Friday, April 13, 2012

L is for Language

Last week, I mentioned that I was reading DUST, by Arthur Slade. This book was amazing for all kinds of reasons, but the thing I want to talk about today is the language.

The language you use to tell your story is as much a character as the actual characters and the setting are. In the opening paragraph of DUST, set in farm country in Depression-era Saskatchewan, Slade uses words like yearning and phrases like "The sky was cloudless." We aren't transported to another era because we're told that this is happening during the Depression; we are transported because the language immerses us in that time and place.

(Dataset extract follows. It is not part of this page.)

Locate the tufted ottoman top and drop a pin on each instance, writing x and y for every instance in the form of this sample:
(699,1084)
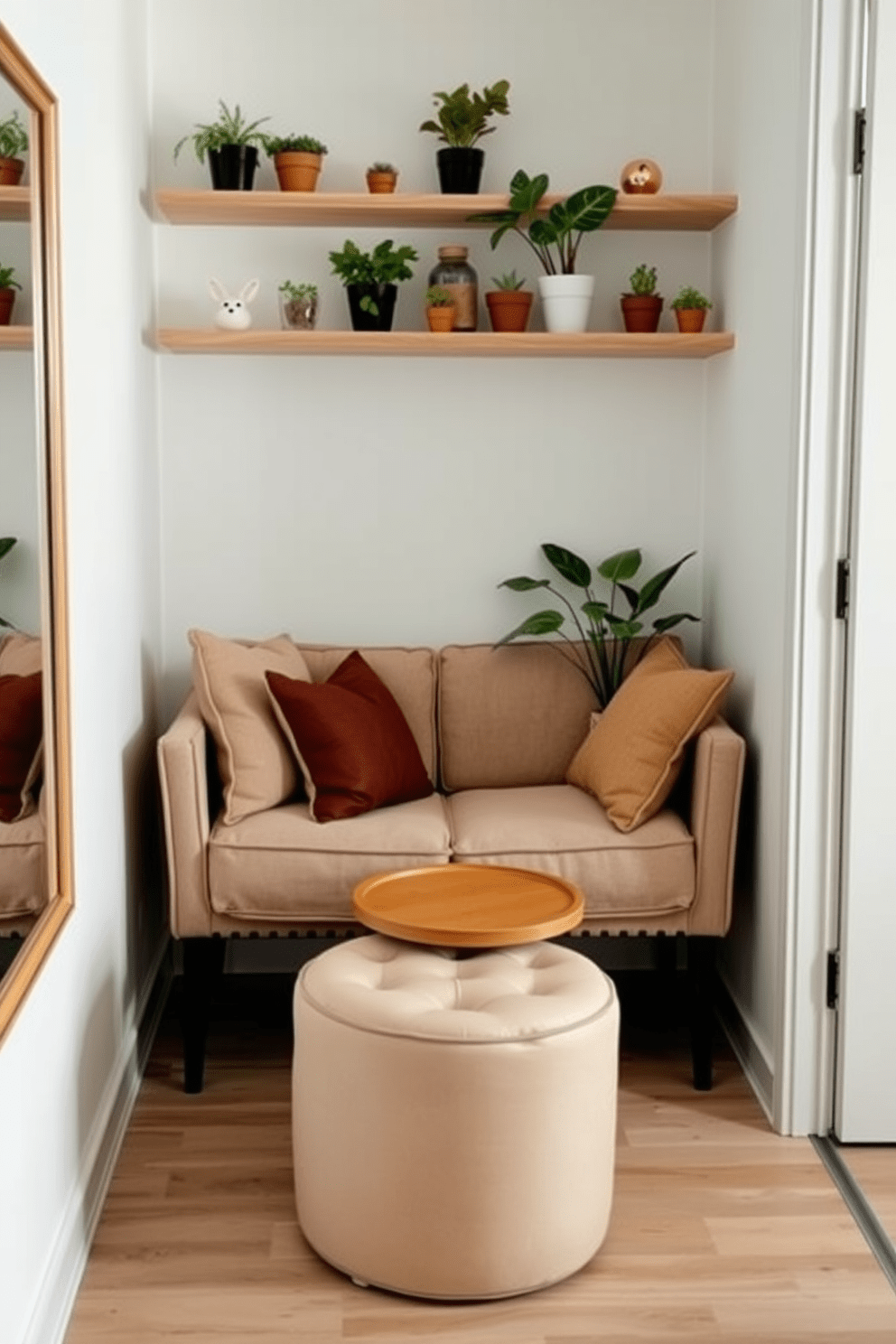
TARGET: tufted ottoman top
(402,989)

So many books for teens today, set in all kinds of different places - dystopian future Americas, war-ravaged future Americas, plague-ridden future Americas - all sound the same. They're written sounding like today - even if the vocabulary is different with some new jargon specific to the story thrown in, everything else: the phrasing; the way people talk; the way things are explained; sounds like teenagers talking today. But the best books, the ones that stand out to me as five star books, don't.

Language is as much a part of what makes up your book as characters, scenes, and plot. Use it well.

What books have you read in which the language stood out to you as being especially well-crafted?


  1. I remember being impressed with "Push" by Sapphire.

  2. I agree. The language of a lot of YA books all seems to be the same. I enjoyed the language of Crane's 'The Red badge of Courage.' It took me back to the Civil War, and as I read I could see myself running from bullets, enemy soldiers, and living in that book. It is an awesome read, especially since Crane wrote it having never been a soldier himself.

  3. The first page of 'Speak Memory' by Vladimir Nabokov. I agree with Jeremy, When you read 'Red Badge of Courage,'
    you feel as if you are there, in battle with its lulls and action. Should be required reading along with American History courses.

  4. I definitely agree that the way you 'show' something in your story is essential to making it authentic! If it's meant to be the future, make it sound that way.